Entre pagar à vista ou permitir a negociação, sob regras claras que ele pode ditar, com certeza o mercado vai encontrar um caminho com mais justiça para o pequeno e mais segurança jurídica para o nosso setor.
 

Vale lembrar que a recusa de pagamento a terceiros já não acontecia só com os grandes sacados, mas estava evoluindo também para os médios e pequenos, que se aproveitavam da situação. Enquanto isso, nosso mercado encolhia e perdia os títulos de melhor qualidade, mesmo devidamente performados.
 

Agora, é hora de comemorar e agradecer.
 

Jantar da vitória
 

No próximo dia 11 de setembro, às 19h30, no Rubaiyat da Alameda Santos, promoveremos, juntamente com a ANFAC, um jantar, em comemoração à nossa grande conquista – a inclusão do art.73-A no Estatuto Nacional da Micro e da Pequena Empresa. 
 

Nesse jantar, esperamos ter o deputado federal Claudio Puty, relator desta importante lei e que muito nos ajudou nesta empreitada. Sem o seu apoio, seria impossível a nossa vitória, ou mesmo jogar o jogo, pois ele era o dono da bola.
 

Quem milita no Congresso Nacional  sabe muito bem que uma lei específica para um setor pode custar alguns milhões, e no nosso caso, conseguimos obter este resultado positivo com muito trabalho e boa vontade de todos os que nos ajudaram.
 

Estamos construindo um relacionamento de longo prazo com o Congresso, e desejamos apoiar quem sempre esteve ao nosso lado.
 

Queremos dar o apoio de forma transparente e cristalina, observando todos os padrões legais e de ética.
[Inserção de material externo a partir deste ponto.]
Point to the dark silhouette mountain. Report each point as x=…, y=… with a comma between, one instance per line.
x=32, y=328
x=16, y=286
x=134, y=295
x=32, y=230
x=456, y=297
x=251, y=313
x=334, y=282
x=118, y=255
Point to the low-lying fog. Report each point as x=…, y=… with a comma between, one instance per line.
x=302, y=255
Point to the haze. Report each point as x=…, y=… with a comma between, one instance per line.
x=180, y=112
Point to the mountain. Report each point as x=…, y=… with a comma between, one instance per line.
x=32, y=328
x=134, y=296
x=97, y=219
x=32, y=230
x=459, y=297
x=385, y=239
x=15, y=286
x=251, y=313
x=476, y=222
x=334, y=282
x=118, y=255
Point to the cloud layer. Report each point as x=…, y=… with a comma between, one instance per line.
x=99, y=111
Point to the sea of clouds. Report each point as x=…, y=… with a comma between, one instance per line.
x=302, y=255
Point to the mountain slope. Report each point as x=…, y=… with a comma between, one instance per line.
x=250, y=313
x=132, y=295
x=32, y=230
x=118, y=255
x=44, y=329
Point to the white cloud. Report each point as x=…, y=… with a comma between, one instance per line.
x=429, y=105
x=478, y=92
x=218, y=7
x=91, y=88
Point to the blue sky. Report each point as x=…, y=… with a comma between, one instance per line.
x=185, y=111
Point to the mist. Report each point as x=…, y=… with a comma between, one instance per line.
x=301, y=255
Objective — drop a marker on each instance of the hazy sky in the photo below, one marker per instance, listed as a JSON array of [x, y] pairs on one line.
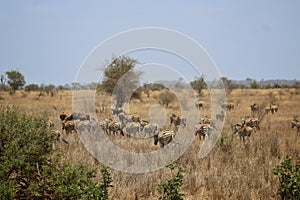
[[47, 41]]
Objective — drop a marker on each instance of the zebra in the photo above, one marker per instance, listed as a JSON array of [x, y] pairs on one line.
[[242, 130], [164, 138], [295, 123], [132, 128]]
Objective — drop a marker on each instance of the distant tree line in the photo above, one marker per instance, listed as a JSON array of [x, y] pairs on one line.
[[118, 67]]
Por isso, convidamos a classe a fazer doações de campanha diretamente na conta da campanha eleitoral do deputado que dará inclusive o respectivo recibo.
 

VII Simpósio
 

No próximo dia 25 de setembro, realizaremos o nosso VII Simpósio, na FECOMERCIOSP, das 8 às 13 horas.
 

Já confirmamos a participação do ex-ministro Delfim Netto, que falará sobre as perspectivas econômicas para 2015; dos deputados Laércio Oliveira e Guilherme Campos, que repercutirão o nosso art. 73-A e a inclusão do fomento comercial no novo Código Comercial. Também contaremos com o palestrante motivacional Alfredo Rocha e a jornalista e analista política Salete Lemos, que tratará das perspectivas sobre as eleições deste ano e suas consequências para o país.
 

Com certeza serão eventos inesquecíveis e contamos com a presença maciça de nossa categoria, mais do que nunca unida na comemoração desta grande vitória. Juntos, empreenderemos ações transformadoras que nos guiarão para um futuro melhor.

 

Hamilton de Brito Junior é presidente do SINFAC-SP.